Alors, les Palestiniens peuvent créer leur propre start-up nation ? « C’est ce qu’ils font déjà », affirme Gol. « Mais pour continuer sur cette voie, il faut intensifier la confiance et investir dans une économie palestinienne basée sur la technologie. La plupart des jeunes adultes doivent endosser des rôles de dirigeants, et nous espérons voir davantage de sociétés israéliennes et de multinationales impliquées auprès de PIP en 2019. »
En plus de fournir un emploi et des opportunités aux jeunes Palestiniens, les programmes tels que PIP permettent de faire tomber des barrières sociales. « Les jeunes Palestiniens, qui ne connaissent les Israéliens qu’en soldats ou en politiciens, développent des relations personnelles et professionnelles avec les Israéliens durant leurs stages », détaille Gol.

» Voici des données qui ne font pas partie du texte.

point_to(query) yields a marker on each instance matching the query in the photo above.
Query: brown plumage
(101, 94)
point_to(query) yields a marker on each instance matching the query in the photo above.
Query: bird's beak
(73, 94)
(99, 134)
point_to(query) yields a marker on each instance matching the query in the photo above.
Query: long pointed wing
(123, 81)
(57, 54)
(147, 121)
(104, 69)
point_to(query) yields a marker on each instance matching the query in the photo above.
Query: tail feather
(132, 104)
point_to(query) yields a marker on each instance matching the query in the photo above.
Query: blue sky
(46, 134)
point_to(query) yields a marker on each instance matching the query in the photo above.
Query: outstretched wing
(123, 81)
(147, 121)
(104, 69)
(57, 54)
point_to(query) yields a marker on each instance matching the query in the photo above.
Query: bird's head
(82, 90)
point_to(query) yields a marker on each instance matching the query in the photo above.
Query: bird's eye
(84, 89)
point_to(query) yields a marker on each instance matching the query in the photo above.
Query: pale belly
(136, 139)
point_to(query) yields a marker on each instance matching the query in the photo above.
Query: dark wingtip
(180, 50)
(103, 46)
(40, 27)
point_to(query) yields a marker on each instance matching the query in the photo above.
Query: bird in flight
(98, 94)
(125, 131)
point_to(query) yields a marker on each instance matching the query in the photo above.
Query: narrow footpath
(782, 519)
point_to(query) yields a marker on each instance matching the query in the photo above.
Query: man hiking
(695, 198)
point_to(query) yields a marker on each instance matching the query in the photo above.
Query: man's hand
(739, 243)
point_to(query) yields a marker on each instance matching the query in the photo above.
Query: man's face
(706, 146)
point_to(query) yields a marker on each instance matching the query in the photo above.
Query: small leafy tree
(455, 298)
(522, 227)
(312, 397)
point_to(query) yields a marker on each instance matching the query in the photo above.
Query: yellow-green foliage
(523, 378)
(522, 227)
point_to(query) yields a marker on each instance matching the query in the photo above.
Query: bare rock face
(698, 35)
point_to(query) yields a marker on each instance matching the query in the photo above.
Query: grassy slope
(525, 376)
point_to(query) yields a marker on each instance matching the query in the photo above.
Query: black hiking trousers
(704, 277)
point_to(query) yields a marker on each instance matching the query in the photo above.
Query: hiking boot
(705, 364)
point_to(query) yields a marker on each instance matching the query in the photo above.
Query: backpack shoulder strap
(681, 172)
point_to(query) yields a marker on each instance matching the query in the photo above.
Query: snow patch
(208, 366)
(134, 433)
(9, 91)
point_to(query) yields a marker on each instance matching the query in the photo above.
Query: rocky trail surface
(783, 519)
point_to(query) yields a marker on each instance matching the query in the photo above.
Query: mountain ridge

« Les jeunes Israéliens qui ne connaissent les Palestiniens qu’à travers le prisme négatif des médias en apprennent davantage sur la culture et la société palestinienne – leurs collègues palestiniens sont de vraies personnes, avec de vraies expériences à partager, desquelles on peut apprendre. De véritables amitiés ont été créées par le biais de cette collaboration économique. »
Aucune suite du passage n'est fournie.